Lexington Park
- Interactive map of Lexington Park
- Full name: Lexington Park
- Location: St. Paul, Minnesota
- Coordinates: 44°57′15″N 93°08′56″W﻿ / ﻿44.954078°N 93.14886°W
- Owner: St. Paul Saints (1897–1956)
- Surface: Grass
- Field size: LF 315; CF 470; RF 365

Construction
- Built: 1897; 1916
- Closed: 1956
- Demolished: 1950s

= Lexington Park =

Baseball park in St. Paul, Minnesota

Lexington Park was the name of a former minor league baseball park in St. Paul, Minnesota. It was the home of the St. Paul Saints from 1897 through 1956, when it was replaced by the first version of Midway Stadium.

Lexington Park was commissioned by baseball owner Charlie Comiskey to serve as home for his St. Paul Saints Western League baseball franchise. In late 1899 the league changed its name to the American League in an ultimately successful bid to gain major league status. While the Saints were initially a member of that league, Comiskey moved his team to Chicago prior to Opening Day 1900 (where they still exist today as the Chicago White Sox). As such, the ballpark holds at least the technical distinction of being the original home to a current American League franchise—even if, admittedly, the league wasn't major at the time, and not a single major league game was ever played there.
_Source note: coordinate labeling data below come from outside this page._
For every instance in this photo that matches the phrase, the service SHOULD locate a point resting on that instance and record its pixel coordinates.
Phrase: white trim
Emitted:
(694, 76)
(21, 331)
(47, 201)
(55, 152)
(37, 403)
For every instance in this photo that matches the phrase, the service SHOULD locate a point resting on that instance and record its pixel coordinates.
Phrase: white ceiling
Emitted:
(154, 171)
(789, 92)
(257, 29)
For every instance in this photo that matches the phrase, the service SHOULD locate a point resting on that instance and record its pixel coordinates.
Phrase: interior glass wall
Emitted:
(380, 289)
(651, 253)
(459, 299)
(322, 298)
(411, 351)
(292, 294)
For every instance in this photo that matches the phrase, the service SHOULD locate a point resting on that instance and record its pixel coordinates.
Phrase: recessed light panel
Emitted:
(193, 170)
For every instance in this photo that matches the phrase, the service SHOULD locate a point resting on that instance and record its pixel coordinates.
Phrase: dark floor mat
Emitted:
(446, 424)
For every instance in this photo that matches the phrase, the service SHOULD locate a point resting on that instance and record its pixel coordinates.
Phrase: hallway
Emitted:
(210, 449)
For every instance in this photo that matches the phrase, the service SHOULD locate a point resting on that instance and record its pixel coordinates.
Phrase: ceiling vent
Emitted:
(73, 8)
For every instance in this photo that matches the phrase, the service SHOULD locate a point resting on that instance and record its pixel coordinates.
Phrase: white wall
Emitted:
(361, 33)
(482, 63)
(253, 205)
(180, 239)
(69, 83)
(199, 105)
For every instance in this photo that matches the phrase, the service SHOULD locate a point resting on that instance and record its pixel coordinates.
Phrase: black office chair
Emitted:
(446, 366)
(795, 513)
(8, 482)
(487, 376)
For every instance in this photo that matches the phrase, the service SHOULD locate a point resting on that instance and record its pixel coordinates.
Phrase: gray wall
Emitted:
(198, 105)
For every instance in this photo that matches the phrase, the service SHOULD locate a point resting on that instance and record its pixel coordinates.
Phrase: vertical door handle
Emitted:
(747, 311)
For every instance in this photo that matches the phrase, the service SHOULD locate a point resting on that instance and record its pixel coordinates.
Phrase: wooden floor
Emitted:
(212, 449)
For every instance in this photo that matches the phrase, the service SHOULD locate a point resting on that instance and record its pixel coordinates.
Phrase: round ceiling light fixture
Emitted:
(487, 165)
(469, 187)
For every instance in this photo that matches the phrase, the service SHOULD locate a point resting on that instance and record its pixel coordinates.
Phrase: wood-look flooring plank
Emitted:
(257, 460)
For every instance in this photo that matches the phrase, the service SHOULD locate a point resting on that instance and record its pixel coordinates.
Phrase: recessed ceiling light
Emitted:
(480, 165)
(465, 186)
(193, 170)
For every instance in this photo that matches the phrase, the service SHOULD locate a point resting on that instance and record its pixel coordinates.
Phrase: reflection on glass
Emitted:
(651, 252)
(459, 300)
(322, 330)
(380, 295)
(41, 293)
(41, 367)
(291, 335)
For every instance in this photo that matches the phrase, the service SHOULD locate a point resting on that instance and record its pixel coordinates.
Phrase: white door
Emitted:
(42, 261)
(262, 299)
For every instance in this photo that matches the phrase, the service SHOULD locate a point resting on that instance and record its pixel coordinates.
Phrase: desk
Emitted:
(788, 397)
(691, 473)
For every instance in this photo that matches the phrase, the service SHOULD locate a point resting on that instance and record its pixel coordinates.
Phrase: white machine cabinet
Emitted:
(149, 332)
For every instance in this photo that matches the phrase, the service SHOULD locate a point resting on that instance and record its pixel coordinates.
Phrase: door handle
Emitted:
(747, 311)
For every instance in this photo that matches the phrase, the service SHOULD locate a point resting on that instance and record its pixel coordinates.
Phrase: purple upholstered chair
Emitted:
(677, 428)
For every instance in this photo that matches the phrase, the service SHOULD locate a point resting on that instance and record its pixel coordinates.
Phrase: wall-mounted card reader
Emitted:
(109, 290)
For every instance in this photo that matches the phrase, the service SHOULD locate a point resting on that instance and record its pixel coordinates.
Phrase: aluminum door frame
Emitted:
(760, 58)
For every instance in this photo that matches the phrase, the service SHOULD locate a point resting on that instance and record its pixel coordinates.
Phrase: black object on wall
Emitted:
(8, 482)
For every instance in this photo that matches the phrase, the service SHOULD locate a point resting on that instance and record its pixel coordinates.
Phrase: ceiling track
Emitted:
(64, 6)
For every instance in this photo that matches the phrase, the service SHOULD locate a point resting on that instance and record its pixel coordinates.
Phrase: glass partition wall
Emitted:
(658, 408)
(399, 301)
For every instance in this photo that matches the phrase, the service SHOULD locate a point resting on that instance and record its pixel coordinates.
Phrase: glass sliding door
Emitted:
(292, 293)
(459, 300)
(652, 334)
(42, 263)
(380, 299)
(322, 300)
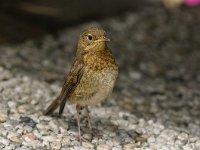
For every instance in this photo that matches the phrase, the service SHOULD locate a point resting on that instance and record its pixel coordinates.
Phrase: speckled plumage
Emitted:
(93, 73)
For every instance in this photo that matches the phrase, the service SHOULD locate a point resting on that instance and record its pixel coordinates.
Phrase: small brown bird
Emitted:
(92, 75)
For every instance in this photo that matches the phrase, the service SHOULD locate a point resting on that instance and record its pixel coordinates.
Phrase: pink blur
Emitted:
(192, 2)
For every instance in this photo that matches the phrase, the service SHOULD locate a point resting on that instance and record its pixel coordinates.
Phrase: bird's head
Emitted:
(92, 39)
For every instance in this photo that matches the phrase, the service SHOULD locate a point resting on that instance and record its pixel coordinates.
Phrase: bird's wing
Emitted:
(71, 81)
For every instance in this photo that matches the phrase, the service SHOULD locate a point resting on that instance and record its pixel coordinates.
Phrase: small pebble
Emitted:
(104, 147)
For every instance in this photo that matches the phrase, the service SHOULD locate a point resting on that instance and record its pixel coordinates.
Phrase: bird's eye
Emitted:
(90, 37)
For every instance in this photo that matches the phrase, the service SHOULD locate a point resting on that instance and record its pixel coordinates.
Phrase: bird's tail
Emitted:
(52, 106)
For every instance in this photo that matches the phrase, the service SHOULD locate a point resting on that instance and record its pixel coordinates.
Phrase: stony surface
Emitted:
(155, 104)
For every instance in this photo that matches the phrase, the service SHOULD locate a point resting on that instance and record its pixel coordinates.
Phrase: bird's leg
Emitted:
(88, 118)
(78, 108)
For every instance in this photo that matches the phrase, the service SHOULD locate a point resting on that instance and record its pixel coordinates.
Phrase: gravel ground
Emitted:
(155, 104)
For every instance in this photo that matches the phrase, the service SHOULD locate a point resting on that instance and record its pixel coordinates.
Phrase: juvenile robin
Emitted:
(92, 75)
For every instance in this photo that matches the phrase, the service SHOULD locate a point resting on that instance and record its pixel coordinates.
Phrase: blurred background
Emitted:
(156, 44)
(25, 19)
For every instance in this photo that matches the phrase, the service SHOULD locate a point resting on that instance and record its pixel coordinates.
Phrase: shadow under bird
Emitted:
(92, 75)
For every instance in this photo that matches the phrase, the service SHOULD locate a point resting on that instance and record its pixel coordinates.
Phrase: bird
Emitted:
(92, 76)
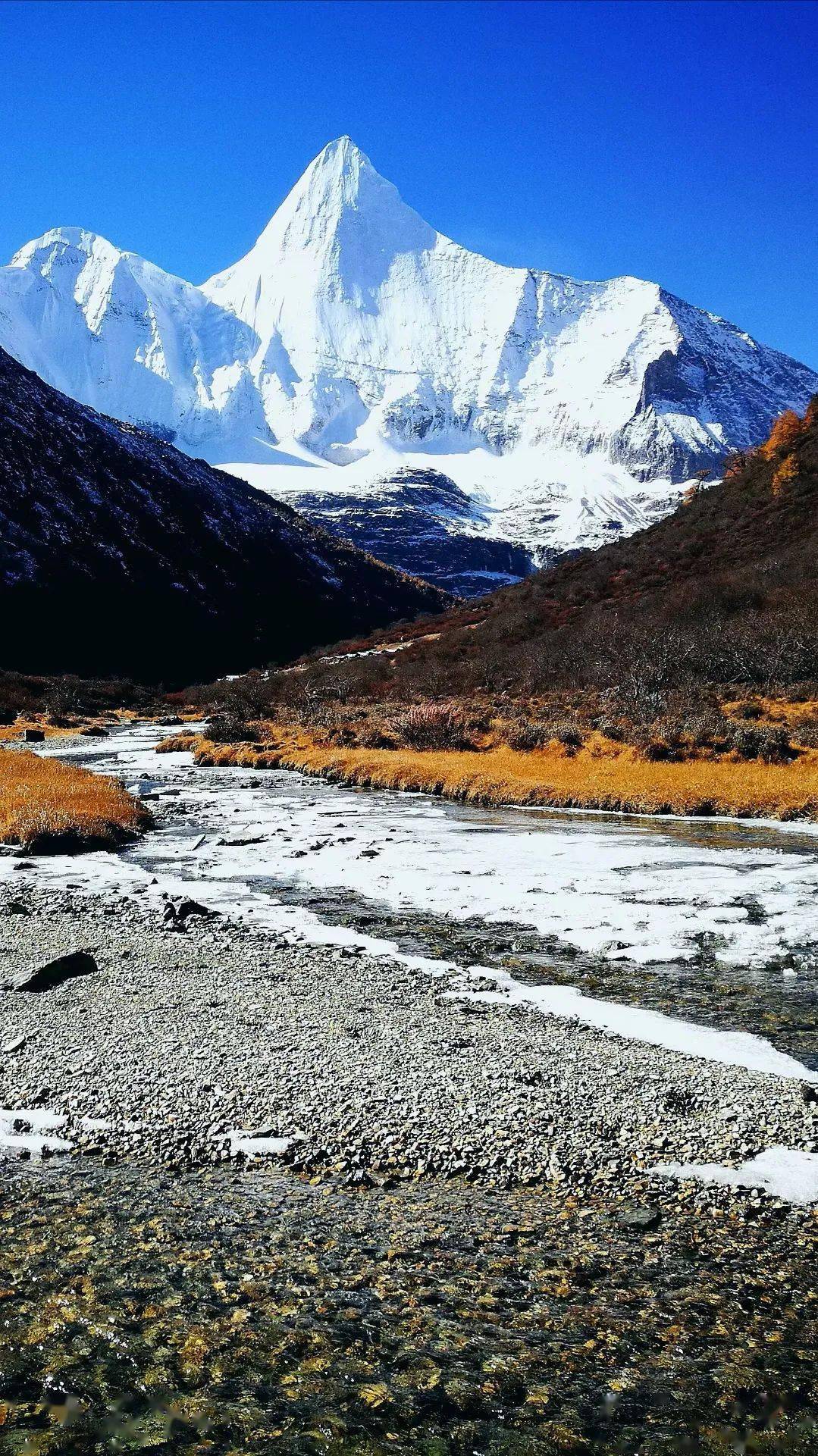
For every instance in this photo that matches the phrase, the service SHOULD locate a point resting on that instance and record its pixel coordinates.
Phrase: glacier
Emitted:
(354, 344)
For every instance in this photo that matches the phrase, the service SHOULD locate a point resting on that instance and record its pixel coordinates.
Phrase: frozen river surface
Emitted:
(620, 893)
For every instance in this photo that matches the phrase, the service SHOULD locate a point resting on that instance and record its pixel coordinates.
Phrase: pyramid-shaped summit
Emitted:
(356, 335)
(337, 232)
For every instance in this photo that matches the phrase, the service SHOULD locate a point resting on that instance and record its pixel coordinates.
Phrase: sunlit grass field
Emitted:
(603, 775)
(45, 804)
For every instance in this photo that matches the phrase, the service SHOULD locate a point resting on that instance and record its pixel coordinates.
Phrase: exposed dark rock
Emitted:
(120, 553)
(421, 521)
(49, 975)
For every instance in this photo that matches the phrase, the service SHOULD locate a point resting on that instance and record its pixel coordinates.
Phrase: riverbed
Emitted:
(446, 1135)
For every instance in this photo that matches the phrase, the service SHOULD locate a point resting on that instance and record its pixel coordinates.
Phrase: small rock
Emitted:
(53, 973)
(641, 1217)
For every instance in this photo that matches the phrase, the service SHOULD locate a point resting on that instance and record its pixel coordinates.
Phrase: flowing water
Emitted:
(709, 922)
(254, 1312)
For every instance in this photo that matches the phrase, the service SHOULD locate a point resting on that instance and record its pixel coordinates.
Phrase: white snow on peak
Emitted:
(353, 333)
Comiskey continued to own the ballpark for another decade or so (leasing it out to a replacement American Association club), until finally selling it to local interests in 1909.

It was on the block bounded by Lexington Parkway, University Avenue, Fuller and Dunlap. Home plate was originally in the southwest corner of the block. Following a fire in November, 1915, a steel and concrete grandstand was built with the plate repositioned to the northwest corner. Lights were installed in 1937. The first night game was played on July 15, with the Saints hosting the arch-rival Minneapolis Millers. The teams played again the next night, at Nicollet Park's first night game.

The Saints defeated the Minneapolis Millers in the final game played at the ballpark before it closed indefinitely. The ballpark had been in use for around 6 decades at the time of its closure.

Although demolished in the 1950s, elements of the park remain in existence to this day. A significant segment of the southwestern foundation can still be seen by the knowledgeable observer, and as late as the 1990s a grocery store on the site (since demolished) preserved the location of Lexington's home plate with a distinctively-shaped commemorative floor tile.

The area is currently being redeveloped. An Aldi grocery store is one of the most recent additions to the site. According to Stew Thornley's 2006 book, a plaque that had once been affixed to the grocery store is now reinstated, at the TCF Bank branch building.